Nice paper. I particularly like how they talk through the ideas they tried that didn’t work, and the process they used to land on the final results. A lot of ML papers present the finished result as if it appeared from nowhere without trial and error, perhaps with some ablations in the appendix and I wish more papers followed this one in talking about the dead ends along the way.
I’m aware, I left the academic world in no small part that I refused to write papers that weren’t worth reading. A high quality, but short, CV is a career ender these days. I’m happier now though!
It seems better overall and per parameter than current work, with relative and absolute measurement.
Is there any research people are aware of that provides sub-mm level models? For 3D modeling purposes? Or is "classic" photogrammetry still the best option there?
In grad school I was using stereo video cameras to measure fish. I wonder if a model like this could do it accurately from frame grabs from a single feed now. And of course an AI to identify fish, even if was just which sections of video had/did not have fish, not even doing the species level ID, would have saved a ton of time.
We had a whole workshop on various monitoring technologies and the take home from the various video tools is that having highly trained grad students and/or techs watch and analyze the video is extremely slow and expensive.
I haven't worked with video in a while now, but I wonder if any labs are doing more automated identification these days. It feels like the kind of problem that is probably completely solvable if the right tech gets applied.
Definitely not with this model, because it’s impossible to tell based on the distance alone. Is the fish 34cm away and 34cm long or 30cm away and 30cm long? The fish is floating in a transparent medium, so reference points aren’t even useful as calibration.
Are the fish always the same color/is their color distinct from the background.
I work at an industrial plant we have been able to measure a lot of things simply by analyzing the pixels in the video. For example one application we have a camera pointed down at a conveyor belt. The conveyor belt is one color and objects on the belt are a distinct different color.
- we just count how many pixels in a given frame are a specific color/brightness. Then you can easily work out how much of the conveyor belt has material on it in any given frame.
So if you are tying to work out what section of a video has fish in it you could count how many pixels are a different color to the normal background color.
You can definitely train a model to identify fish, to be honest you don't really have to train a whole model, there are tons of models trained on millions of images, you can just extract the embeddings from those models and train a single matrix to project them to the different classes and it will work very well.
Very likely. Tbh, I think there are a lot of domain tasks where if you added a machine learning expert to the team that success and progress would be a lot higher. But to be fair, there are are a lot of people that can do ML but not a lot of people that have a deep understanding. The difference matters for real world tasks when the difference between dataset performance and generalization performance matter. And it's all too common that works that are SOTA are more difficult to generalize, but this is high variance.

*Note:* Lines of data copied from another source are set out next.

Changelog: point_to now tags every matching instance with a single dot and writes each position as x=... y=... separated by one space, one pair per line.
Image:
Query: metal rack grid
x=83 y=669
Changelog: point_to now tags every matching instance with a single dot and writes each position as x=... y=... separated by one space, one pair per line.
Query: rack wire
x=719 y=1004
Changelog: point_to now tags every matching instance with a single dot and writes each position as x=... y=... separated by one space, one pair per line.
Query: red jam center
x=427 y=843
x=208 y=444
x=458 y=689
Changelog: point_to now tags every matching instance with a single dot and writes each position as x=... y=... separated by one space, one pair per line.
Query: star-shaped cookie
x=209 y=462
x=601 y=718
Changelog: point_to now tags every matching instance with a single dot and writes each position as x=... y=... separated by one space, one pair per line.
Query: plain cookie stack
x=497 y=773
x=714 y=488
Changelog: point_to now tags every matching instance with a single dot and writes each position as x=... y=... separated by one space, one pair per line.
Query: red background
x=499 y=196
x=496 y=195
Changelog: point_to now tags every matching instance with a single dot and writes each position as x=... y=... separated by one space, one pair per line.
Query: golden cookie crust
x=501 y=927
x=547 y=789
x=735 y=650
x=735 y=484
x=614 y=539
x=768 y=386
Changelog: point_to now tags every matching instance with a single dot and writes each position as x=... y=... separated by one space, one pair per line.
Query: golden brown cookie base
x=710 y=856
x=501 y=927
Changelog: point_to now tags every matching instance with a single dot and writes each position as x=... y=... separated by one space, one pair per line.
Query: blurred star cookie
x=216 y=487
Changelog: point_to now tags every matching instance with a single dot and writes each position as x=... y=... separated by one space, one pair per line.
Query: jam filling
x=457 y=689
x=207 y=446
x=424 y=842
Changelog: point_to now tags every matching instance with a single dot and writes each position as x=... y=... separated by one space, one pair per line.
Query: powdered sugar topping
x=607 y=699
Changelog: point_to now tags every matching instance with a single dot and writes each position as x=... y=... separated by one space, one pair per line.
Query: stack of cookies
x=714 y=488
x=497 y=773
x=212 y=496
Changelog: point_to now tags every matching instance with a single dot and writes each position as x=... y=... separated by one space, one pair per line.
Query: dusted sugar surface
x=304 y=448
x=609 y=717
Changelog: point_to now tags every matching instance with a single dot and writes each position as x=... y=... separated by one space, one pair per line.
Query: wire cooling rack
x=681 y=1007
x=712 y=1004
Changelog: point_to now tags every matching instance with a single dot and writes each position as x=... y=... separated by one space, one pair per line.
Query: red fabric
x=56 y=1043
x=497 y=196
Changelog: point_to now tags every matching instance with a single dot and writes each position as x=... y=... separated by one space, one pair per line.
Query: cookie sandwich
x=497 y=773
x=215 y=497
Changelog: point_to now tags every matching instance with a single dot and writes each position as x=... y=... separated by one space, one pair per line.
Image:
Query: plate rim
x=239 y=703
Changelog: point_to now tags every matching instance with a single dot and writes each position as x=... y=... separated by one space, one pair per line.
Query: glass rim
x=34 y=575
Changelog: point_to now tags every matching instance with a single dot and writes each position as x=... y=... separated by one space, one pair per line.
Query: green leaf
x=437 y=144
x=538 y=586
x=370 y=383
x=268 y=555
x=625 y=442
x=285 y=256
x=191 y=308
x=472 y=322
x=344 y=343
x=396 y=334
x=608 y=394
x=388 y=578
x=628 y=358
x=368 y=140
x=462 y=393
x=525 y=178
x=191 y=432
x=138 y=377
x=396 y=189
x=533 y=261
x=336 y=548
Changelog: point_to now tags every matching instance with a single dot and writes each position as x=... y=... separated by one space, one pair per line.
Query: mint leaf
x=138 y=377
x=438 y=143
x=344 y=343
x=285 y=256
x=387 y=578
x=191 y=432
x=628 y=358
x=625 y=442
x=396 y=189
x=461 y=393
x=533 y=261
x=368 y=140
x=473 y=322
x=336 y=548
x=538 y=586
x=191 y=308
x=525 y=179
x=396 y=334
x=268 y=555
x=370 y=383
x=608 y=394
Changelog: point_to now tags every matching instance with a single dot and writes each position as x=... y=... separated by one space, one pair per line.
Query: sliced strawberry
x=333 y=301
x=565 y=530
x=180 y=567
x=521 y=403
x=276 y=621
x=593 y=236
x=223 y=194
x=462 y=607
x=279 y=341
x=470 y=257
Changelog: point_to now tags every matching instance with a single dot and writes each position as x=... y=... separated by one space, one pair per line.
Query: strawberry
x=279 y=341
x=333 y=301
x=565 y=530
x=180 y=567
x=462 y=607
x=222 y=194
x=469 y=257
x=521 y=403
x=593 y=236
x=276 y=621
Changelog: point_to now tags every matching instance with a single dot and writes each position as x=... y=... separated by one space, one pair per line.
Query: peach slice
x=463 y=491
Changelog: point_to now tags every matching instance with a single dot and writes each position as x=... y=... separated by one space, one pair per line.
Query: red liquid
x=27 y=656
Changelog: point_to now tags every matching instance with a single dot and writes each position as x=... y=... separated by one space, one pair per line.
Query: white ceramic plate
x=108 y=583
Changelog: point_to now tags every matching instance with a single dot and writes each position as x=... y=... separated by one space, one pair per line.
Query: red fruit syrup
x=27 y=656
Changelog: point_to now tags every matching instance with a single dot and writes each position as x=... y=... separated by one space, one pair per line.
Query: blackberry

They explain in the paper that they used 1.5 million images with known depth maps (labels) to train a teacher model, and then used the teacher model to create pseudolabels (inferred depth maps) for the full dataset. Then they trained a student model to recover those pseudolabels from distorted versions of the original images.
>Does you monocular depth model get fooled by a billboard that's just a photo?
This is actually a pretty clever example, I tried a few billboards on the demo online and, as these models are regressive so they output the mean of the possible outputs, sometimes the model is perplexed and doesn't seem to know if to output something completely flat or that actually has a depth, and by being perplexed it outputs something in between.
AGI is a pretty fuzzy term that will goal post shift like AI has. You can define it that way tautologically but I can easily see a world where we have self driving cars but standalone AI scientists don’t exist. Does that mean we have AGI because we have self driving cars or not because it’s not general in that it can’t also tackle other human endeavors?
How well would a moncular path with headlights moving toward it at night operate? How about in rain, snow, or fog?
I'm not saying LiDAR is the only way, but I don't see a reason to use this as a solution.
I'm not saying this isn't valuable. I used to work in 3D/metaverse space, and having depth from a single photo, and being able to recreate a 3D scene from that is very valuable, and is the future.